Wednesday, January 17, 2007


BOJ: Back On Hold

Bloomberg reports on currencies. "The yen may set a 13-month low against the dollar on speculation the Bank of Japan will refrain from lifting interest rates at a policy meeting ending today. Japan's currency may extend its slide, after touching the weakest since December 2005 yesterday, as local media including the Nikkei newspaper reported the central bank is likely to hold its benchmark rate at 0.25 percent. A report yesterday showed Japanese consumer confidence fell last month."

"'The economy is yet to be on a solid footing and there is no rush to raise interest rates,' said Michael Woolfolk, senior currency strategist at the Bank of New York in New York. 'The yen has further scope to decline.'"

"The yen traded at 120.65 per dollar at 6:53 a.m. in Tokyo. It touched 120.88 yen yesterday, the weakest since 121.06 yen on Dec. 12, 2005. The Japanese currency traded at 156.12 per euro. It touched a record low of 158.06 per euro Jan. 3. The dollar traded at $1.2939, after declining yesterday on government data showing record buying of foreign stocks by U.S. investors."

"The Bank of Japan is 'leaning toward' delaying a boost, the Nikkei reported, without saying where it got the information. Kyodo News reported two days ago that the central bank is 'unlikely' to lift rates this week, because it wants to monitor prices and consumption further."

"Canada's dollar rose from near a 13- month low as crude oil and gold advanced, enhancing the currency's appeal. Commodities account for about 54 percent of Canada's exports. The Canadian dollar yesterday fell the most in more than two months as crude oil dropped to a 19-month low."

"The currency is getting some relief from the stabilizing prices of crude and gold,' said Maria Jones, a currency strategist at TD Securities Inc. in Toronto. 'Canada is also benefiting from a general weakness in the U.S. dollar.'"

"The Canadian currency rose to 85.25 U.S. cents at 3:58 p.m. in Toronto from 85.03 U.S. cents yesterday.

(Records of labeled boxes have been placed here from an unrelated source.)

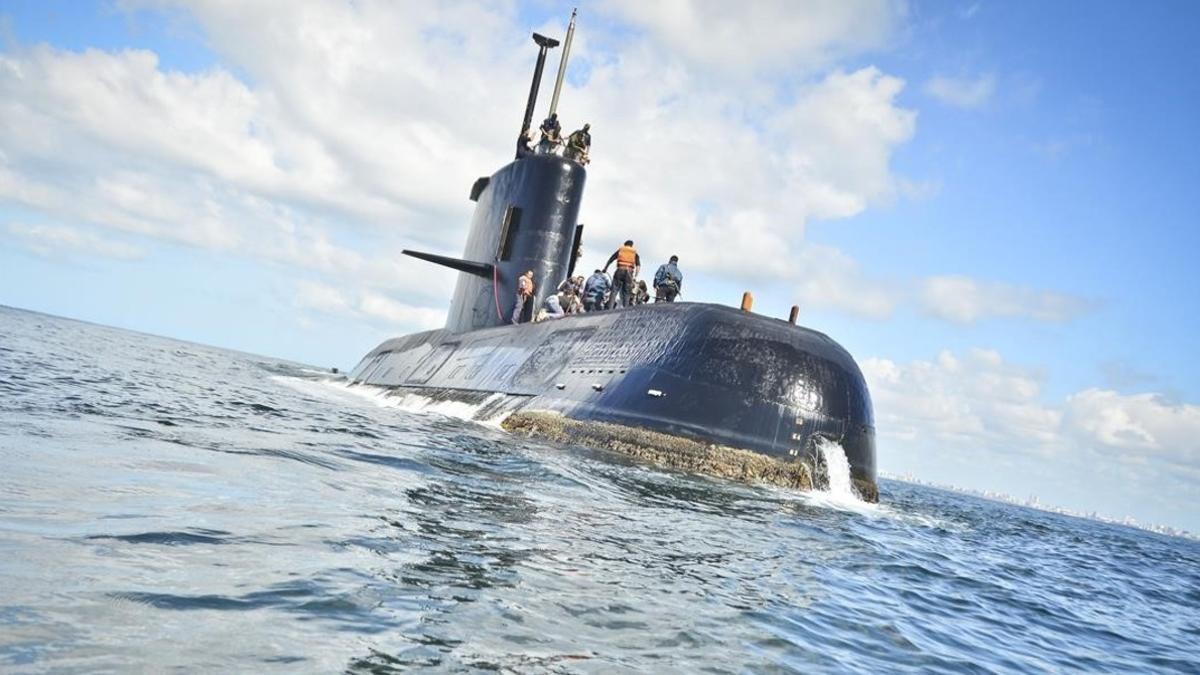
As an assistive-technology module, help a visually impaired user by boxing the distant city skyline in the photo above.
[0,0,1200,532]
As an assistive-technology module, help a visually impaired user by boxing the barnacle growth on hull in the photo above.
[500,412,812,490]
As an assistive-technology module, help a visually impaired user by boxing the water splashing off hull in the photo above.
[816,438,860,502]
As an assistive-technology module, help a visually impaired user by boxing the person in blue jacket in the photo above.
[654,256,683,303]
[583,269,610,312]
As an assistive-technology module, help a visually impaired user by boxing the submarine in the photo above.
[348,14,878,501]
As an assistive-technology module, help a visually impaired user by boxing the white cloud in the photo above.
[924,74,996,108]
[860,350,1200,471]
[791,245,902,319]
[920,276,1090,323]
[295,281,445,330]
[6,222,145,261]
[607,0,905,73]
[1067,389,1200,465]
[862,350,1062,453]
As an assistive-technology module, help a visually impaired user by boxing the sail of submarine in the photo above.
[349,14,878,501]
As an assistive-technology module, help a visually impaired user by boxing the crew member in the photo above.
[538,113,563,154]
[517,131,533,160]
[654,256,683,303]
[583,269,610,312]
[512,269,534,323]
[538,293,566,321]
[604,239,642,310]
[558,276,583,313]
[566,124,592,165]
[634,279,650,305]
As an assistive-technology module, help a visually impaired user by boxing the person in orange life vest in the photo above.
[604,239,642,310]
[512,269,533,323]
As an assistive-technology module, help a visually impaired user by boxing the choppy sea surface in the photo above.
[0,307,1200,673]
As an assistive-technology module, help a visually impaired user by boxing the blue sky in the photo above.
[0,0,1200,530]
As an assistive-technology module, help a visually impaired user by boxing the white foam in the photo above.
[817,438,862,502]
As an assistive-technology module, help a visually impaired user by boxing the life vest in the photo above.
[617,246,637,269]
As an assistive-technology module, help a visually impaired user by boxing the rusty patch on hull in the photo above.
[500,412,812,490]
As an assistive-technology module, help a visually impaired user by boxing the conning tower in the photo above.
[404,26,587,333]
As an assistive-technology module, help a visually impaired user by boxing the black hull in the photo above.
[350,303,876,494]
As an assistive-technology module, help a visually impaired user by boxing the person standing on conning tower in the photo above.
[654,256,683,303]
[604,239,642,310]
[512,269,533,323]
[538,113,563,155]
[566,124,592,166]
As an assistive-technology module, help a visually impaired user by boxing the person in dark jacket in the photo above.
[512,269,534,323]
[654,256,683,303]
[604,239,642,310]
[566,124,592,165]
[583,269,610,312]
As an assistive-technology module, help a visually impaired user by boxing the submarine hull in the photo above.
[350,303,877,500]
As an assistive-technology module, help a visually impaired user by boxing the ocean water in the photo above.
[0,307,1200,673]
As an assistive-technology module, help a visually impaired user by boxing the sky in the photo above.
[0,0,1200,531]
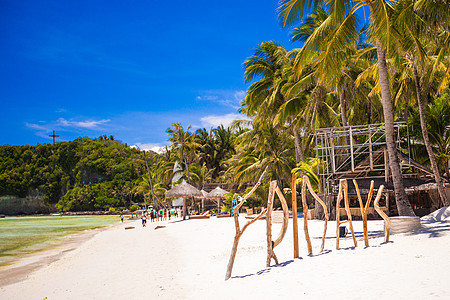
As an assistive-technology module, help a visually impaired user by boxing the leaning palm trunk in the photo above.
[339,88,347,126]
[293,128,305,165]
[376,40,415,216]
[182,148,191,183]
[410,58,450,208]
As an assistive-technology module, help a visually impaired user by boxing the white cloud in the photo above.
[57,118,110,129]
[196,90,245,110]
[131,143,169,154]
[200,113,243,128]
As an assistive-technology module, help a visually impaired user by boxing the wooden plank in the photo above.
[266,180,277,267]
[303,176,329,252]
[373,185,391,243]
[302,176,312,255]
[336,179,358,250]
[353,179,374,247]
[291,173,300,259]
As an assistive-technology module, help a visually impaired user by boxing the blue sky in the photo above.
[0,0,299,149]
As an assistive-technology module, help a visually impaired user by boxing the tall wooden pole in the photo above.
[291,173,300,258]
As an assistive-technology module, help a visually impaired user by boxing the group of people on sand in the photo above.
[141,208,178,227]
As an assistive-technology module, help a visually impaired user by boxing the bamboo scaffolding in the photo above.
[336,179,358,250]
[353,179,375,247]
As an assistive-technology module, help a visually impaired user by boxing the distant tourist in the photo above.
[142,213,147,227]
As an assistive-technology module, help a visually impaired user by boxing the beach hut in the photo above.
[206,186,228,212]
[166,181,203,220]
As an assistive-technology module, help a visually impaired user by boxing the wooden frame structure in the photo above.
[266,180,289,267]
[336,179,358,250]
[225,169,391,280]
[300,176,328,255]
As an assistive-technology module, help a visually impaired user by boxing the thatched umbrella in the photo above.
[197,190,208,211]
[166,181,203,220]
[206,186,228,211]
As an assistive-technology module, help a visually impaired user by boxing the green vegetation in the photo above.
[0,0,450,215]
[0,216,120,266]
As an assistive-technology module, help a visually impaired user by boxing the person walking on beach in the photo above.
[142,213,147,227]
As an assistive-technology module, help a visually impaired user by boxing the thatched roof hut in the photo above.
[166,181,203,220]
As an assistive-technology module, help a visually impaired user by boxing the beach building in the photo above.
[311,122,450,219]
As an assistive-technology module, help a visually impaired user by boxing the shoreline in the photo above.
[0,215,450,300]
[0,222,125,287]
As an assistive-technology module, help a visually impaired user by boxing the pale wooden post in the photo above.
[272,184,289,250]
[291,173,300,258]
[225,168,267,280]
[349,126,355,172]
[373,185,391,243]
[303,176,329,252]
[368,124,373,171]
[353,179,374,247]
[302,176,312,255]
[336,179,358,250]
[266,180,278,267]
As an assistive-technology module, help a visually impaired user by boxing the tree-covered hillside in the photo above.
[0,137,145,210]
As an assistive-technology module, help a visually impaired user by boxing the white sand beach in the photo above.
[0,209,450,299]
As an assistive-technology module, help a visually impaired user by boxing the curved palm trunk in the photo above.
[376,40,415,216]
[293,128,305,165]
[339,88,347,126]
[144,150,156,205]
[410,58,450,208]
[182,148,191,184]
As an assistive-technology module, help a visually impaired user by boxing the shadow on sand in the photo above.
[231,257,302,278]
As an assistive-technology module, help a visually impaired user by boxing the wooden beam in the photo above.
[373,185,391,243]
[336,179,358,250]
[302,176,329,255]
[291,173,300,259]
[353,179,374,247]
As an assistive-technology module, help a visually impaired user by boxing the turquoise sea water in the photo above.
[0,215,120,265]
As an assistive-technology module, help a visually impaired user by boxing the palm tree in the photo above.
[166,123,194,183]
[241,41,304,163]
[394,0,450,205]
[279,0,414,216]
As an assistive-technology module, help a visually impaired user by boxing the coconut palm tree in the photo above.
[279,0,414,216]
[394,0,450,205]
[166,123,194,183]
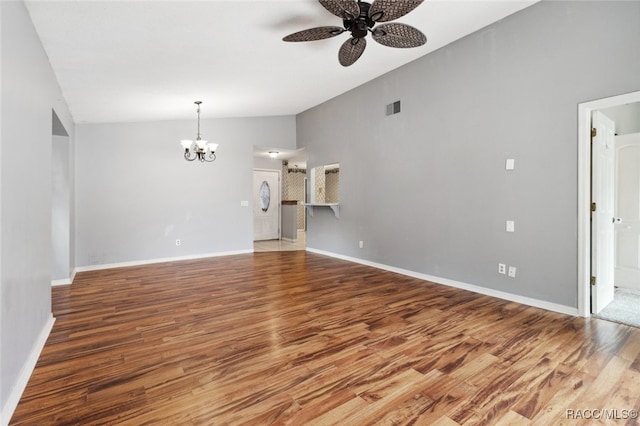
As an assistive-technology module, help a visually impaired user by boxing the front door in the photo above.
[253,170,280,241]
[615,133,640,290]
[591,111,615,314]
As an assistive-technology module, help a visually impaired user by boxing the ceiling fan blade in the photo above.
[373,23,427,48]
[369,0,423,22]
[318,0,360,20]
[338,37,367,67]
[282,27,345,41]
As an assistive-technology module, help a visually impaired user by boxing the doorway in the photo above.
[253,169,280,241]
[578,92,640,322]
[51,111,71,285]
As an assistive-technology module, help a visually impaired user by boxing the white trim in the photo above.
[51,278,73,287]
[73,249,253,277]
[307,247,578,316]
[578,91,640,317]
[0,315,56,426]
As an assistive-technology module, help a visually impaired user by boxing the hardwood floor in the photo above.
[11,251,640,425]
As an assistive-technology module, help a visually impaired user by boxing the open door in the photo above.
[591,111,615,314]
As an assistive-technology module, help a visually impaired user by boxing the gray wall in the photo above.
[602,102,640,135]
[51,133,72,280]
[75,116,296,267]
[0,2,73,421]
[297,2,640,307]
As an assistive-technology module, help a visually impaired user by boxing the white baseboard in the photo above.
[51,268,76,287]
[51,278,73,287]
[73,249,253,277]
[0,315,56,426]
[307,247,578,316]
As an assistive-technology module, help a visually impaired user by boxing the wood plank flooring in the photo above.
[11,251,640,425]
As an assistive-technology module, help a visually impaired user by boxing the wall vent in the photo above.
[387,101,400,115]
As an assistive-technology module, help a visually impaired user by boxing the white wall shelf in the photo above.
[304,203,340,219]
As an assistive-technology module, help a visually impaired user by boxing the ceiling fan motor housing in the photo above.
[344,1,376,38]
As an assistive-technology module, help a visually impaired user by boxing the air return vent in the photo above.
[387,101,400,115]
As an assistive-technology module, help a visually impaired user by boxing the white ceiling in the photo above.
[26,0,535,123]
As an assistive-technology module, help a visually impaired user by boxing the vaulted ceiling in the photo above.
[26,0,535,123]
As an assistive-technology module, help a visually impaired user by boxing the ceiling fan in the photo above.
[282,0,427,67]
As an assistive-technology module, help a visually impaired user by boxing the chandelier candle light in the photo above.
[180,101,218,162]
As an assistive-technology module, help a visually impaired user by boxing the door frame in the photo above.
[578,91,640,317]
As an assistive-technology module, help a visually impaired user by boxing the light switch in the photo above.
[507,220,516,232]
[505,158,516,170]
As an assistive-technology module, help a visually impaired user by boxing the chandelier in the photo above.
[180,101,218,162]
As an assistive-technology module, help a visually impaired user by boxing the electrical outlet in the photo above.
[507,220,516,232]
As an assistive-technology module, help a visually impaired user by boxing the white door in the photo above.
[253,170,280,241]
[615,133,640,290]
[591,111,615,314]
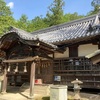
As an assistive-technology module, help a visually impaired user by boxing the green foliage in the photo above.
[0,0,14,35]
[0,0,12,16]
[14,14,29,31]
[46,0,64,26]
[63,12,84,22]
[27,16,48,32]
[88,0,100,15]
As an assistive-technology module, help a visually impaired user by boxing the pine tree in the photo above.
[46,0,65,26]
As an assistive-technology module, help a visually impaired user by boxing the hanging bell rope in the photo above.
[24,62,27,72]
[15,63,18,72]
[7,63,11,72]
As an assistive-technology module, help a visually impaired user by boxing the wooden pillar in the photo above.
[2,66,7,93]
[29,62,35,99]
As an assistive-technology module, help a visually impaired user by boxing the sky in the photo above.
[5,0,93,20]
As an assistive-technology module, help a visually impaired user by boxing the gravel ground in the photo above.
[0,87,100,100]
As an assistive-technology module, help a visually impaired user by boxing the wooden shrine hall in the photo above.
[0,14,100,97]
[0,27,60,97]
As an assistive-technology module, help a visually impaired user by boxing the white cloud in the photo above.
[7,2,14,9]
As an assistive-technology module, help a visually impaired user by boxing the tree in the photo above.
[15,14,29,31]
[63,12,84,22]
[46,0,64,26]
[0,0,14,34]
[88,0,100,15]
[27,16,47,32]
[0,0,12,16]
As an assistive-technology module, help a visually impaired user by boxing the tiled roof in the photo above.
[1,14,100,48]
[32,15,100,44]
[1,27,57,49]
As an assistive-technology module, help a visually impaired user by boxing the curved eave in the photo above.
[0,29,57,52]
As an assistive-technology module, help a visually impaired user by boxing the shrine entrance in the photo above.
[0,30,57,98]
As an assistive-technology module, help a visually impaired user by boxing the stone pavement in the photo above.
[0,87,100,100]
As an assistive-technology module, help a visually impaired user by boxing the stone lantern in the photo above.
[71,79,83,100]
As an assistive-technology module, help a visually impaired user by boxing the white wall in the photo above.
[78,44,98,56]
[54,44,98,58]
[54,48,69,58]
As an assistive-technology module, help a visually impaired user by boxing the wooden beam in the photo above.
[29,62,35,99]
[2,66,7,93]
[3,56,39,63]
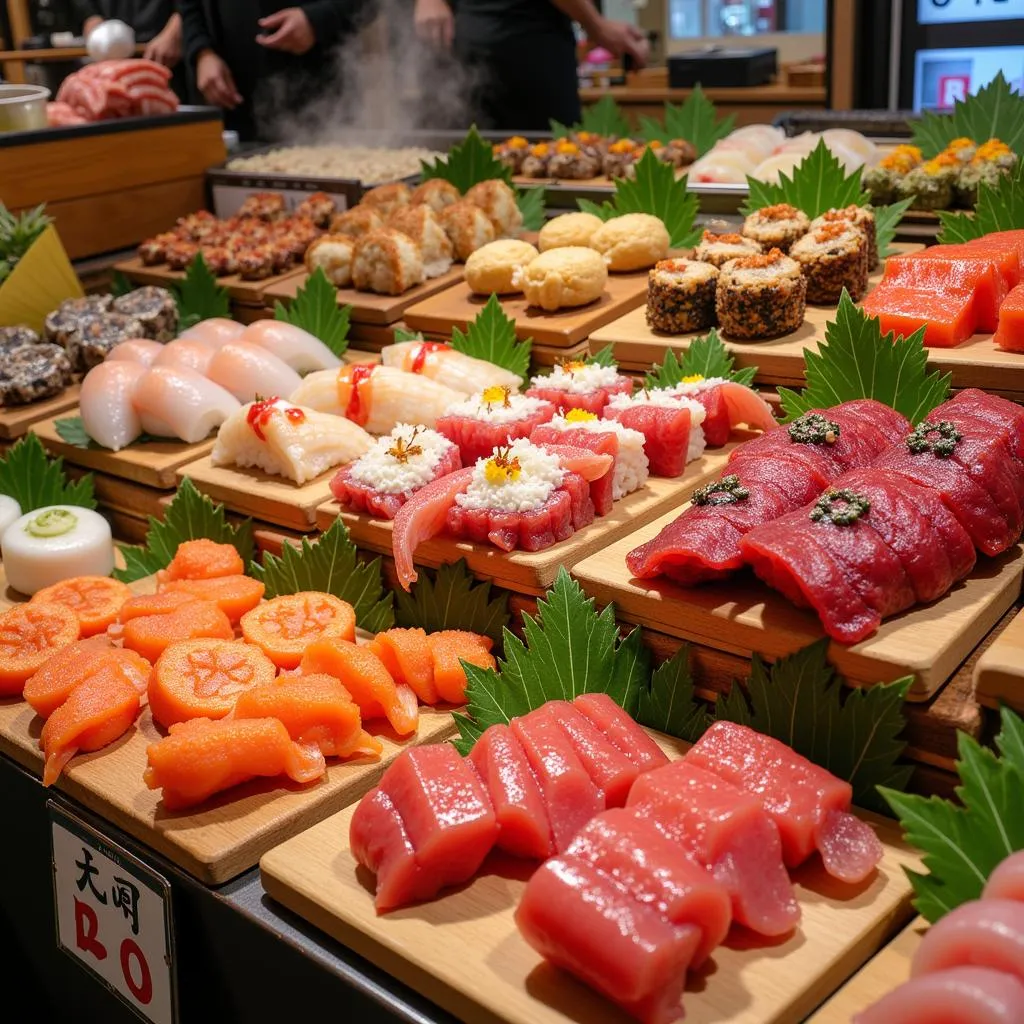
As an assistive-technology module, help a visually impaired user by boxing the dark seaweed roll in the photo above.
[715,249,807,340]
[647,259,718,334]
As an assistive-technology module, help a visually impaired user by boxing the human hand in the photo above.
[256,7,316,56]
[413,0,455,50]
[196,50,242,111]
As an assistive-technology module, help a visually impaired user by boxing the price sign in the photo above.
[47,801,177,1024]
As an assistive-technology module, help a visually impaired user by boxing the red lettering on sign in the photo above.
[75,898,106,959]
[121,939,153,1007]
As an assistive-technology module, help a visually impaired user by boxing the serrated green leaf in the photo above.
[395,558,511,643]
[739,139,870,220]
[420,125,512,193]
[452,295,534,378]
[0,433,96,514]
[252,519,394,633]
[114,476,255,583]
[644,328,758,388]
[273,267,352,358]
[778,289,952,423]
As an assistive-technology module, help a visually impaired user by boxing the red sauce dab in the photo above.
[246,395,306,441]
[409,341,451,374]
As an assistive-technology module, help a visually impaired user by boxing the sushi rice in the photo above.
[455,438,565,512]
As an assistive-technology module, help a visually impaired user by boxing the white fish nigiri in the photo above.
[106,338,164,367]
[238,321,341,374]
[153,338,216,377]
[289,362,466,434]
[206,341,302,401]
[211,398,374,484]
[134,367,239,444]
[178,316,245,348]
[381,341,522,394]
[78,359,150,452]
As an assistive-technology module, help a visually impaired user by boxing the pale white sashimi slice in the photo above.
[381,340,522,394]
[78,359,150,452]
[134,367,239,444]
[153,338,216,377]
[206,341,302,401]
[238,321,341,374]
[288,362,466,434]
[178,316,245,348]
[211,398,374,484]
[106,338,164,367]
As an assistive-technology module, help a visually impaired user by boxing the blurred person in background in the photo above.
[414,0,648,131]
[177,0,369,140]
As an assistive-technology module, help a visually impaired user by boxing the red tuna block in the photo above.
[572,693,669,772]
[626,761,800,935]
[565,806,732,967]
[684,722,882,883]
[469,725,555,860]
[512,709,604,853]
[515,857,702,1024]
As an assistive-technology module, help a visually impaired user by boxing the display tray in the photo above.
[316,432,751,594]
[260,737,920,1024]
[572,509,1024,700]
[32,410,214,490]
[0,384,80,441]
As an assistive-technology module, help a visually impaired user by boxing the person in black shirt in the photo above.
[414,0,647,131]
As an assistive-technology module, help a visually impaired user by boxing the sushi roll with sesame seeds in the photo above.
[435,385,556,466]
[790,222,867,306]
[743,203,811,253]
[647,259,719,334]
[715,249,807,340]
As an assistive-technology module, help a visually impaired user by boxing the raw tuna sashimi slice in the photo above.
[626,761,800,935]
[469,725,555,860]
[565,808,732,967]
[572,693,669,772]
[515,857,701,1024]
[910,898,1024,982]
[684,722,882,883]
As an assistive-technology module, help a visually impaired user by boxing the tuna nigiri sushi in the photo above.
[210,397,374,485]
[331,420,462,519]
[436,386,555,466]
[381,340,522,394]
[290,362,464,434]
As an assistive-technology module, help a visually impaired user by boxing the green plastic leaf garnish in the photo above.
[911,71,1024,158]
[880,708,1024,924]
[452,295,534,377]
[644,328,758,388]
[778,290,951,423]
[172,253,231,331]
[273,266,352,358]
[394,558,510,642]
[640,84,736,157]
[456,568,650,754]
[0,434,96,514]
[251,519,394,633]
[114,476,255,583]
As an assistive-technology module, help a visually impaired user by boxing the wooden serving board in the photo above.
[0,384,80,441]
[32,410,214,490]
[266,264,463,327]
[807,918,928,1024]
[316,434,750,594]
[974,611,1024,711]
[406,270,647,348]
[260,737,920,1024]
[572,509,1024,700]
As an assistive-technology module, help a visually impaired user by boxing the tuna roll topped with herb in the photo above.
[526,359,633,413]
[715,249,807,340]
[436,385,556,466]
[743,203,811,253]
[331,423,462,519]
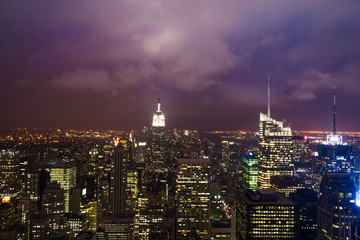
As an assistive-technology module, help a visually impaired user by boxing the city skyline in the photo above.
[0,0,360,132]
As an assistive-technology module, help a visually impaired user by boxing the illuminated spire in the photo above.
[152,88,165,127]
[157,88,161,112]
[333,86,336,135]
[268,74,271,117]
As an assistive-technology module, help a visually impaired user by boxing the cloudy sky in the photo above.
[0,0,360,131]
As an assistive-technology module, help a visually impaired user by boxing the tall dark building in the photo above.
[42,182,65,230]
[241,152,259,191]
[111,146,131,214]
[236,189,297,240]
[317,173,357,239]
[314,87,359,191]
[270,175,305,197]
[290,189,318,240]
[0,149,20,197]
[176,158,210,239]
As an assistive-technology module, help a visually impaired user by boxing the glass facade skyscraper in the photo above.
[258,113,294,189]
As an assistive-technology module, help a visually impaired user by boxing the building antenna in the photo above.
[333,85,336,135]
[268,74,271,117]
[158,88,161,112]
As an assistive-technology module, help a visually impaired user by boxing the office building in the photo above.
[270,175,305,197]
[176,159,210,239]
[258,76,294,189]
[25,210,50,240]
[258,113,294,189]
[111,144,131,214]
[46,162,76,213]
[241,152,259,191]
[236,189,298,240]
[42,182,65,230]
[0,149,20,197]
[290,189,318,240]
[314,87,359,191]
[149,95,167,173]
[317,172,358,239]
[96,214,134,240]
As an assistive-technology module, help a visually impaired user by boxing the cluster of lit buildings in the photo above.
[0,85,360,240]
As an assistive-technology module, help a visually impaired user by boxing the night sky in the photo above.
[0,0,360,131]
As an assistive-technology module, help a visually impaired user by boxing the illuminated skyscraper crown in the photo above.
[324,86,347,145]
[259,113,292,136]
[152,89,165,127]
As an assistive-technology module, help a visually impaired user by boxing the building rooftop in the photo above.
[178,158,210,164]
[239,189,296,205]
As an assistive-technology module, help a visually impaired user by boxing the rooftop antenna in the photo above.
[333,85,336,135]
[268,74,271,117]
[157,88,161,112]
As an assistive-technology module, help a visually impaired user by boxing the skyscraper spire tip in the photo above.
[268,74,271,117]
[333,85,336,135]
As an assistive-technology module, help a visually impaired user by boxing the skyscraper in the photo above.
[176,158,210,239]
[0,149,20,197]
[112,146,131,214]
[46,162,76,213]
[150,91,167,173]
[258,77,294,189]
[314,87,359,191]
[290,189,318,240]
[317,173,357,239]
[241,152,259,191]
[236,189,297,240]
[42,182,65,230]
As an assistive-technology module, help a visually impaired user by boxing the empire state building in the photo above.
[150,91,166,173]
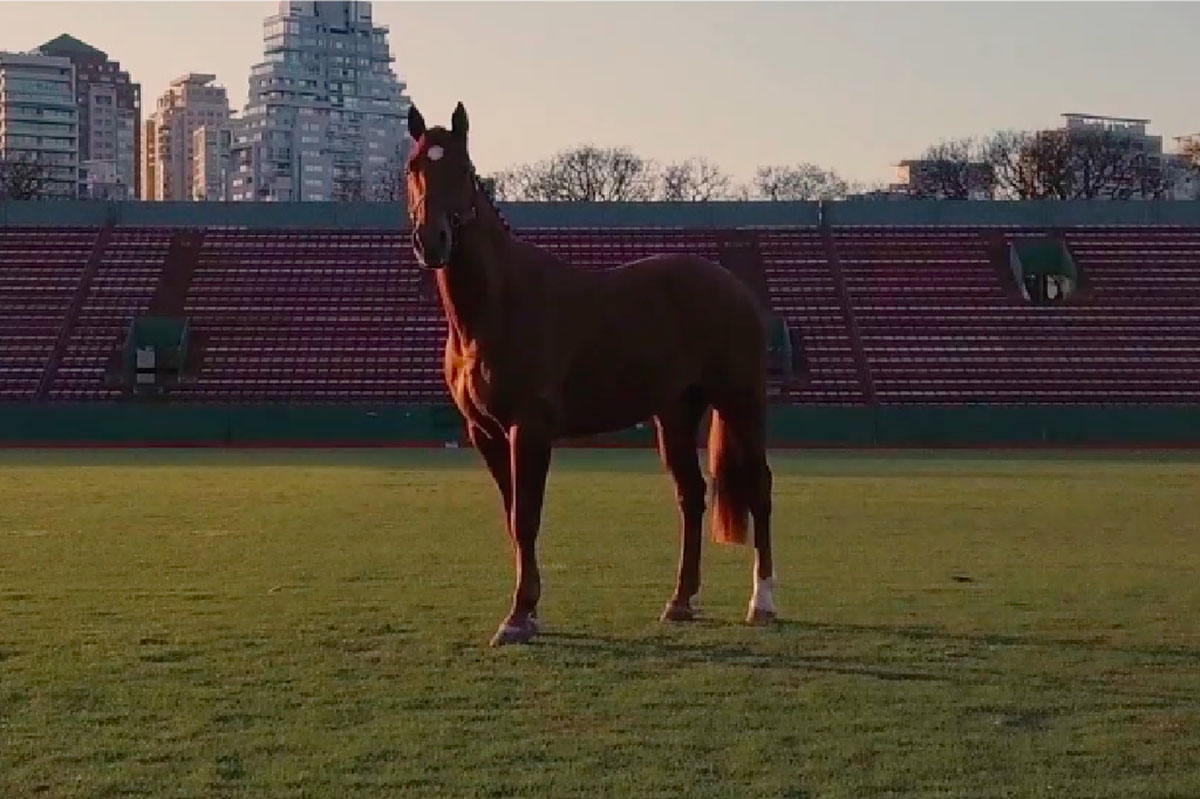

One U.S. dollar buys C$1.1730. Last week the Canadian currency touched 84.72 U.S. cents, the lowest since Nov. 22, 2005."

From Reuters. "Gold jumped about 1 percent on Wednesday, hitting its loftiest level since its recent sell-off, buoyed by robust demand from speculators and physical buyers as oil prices rebounded and the dollar turned lower. Traders and analysts said the move was aided by currency moves and technical buying."

"Spot gold rose to $632.00/633.00 an ounce by 3:33 p.m EST, up from $625.20/626.20 in New York late on Tuesday. Most-active gold for February delivery on the COMEX metals trading division of the New York Mercantile Exchange settled up $7.40, or 1.20 percent, at $633.30 an ounce and traded in a range between $620.60 and $634.80 an ounce."

"'Overall it appears as if the recent range-trading pattern continues. Gold should continue to track major oil price moves,'said Alexander Zumpfe, trader at Germany's Heraeus."

"Gold has mostly held up in the face of oil's losses. It is currently down by about 1 percent since the start of the year, and even at its low point earlier in the month it was down only about 5 percent. Oil, by contrast, has fallen 18 percent."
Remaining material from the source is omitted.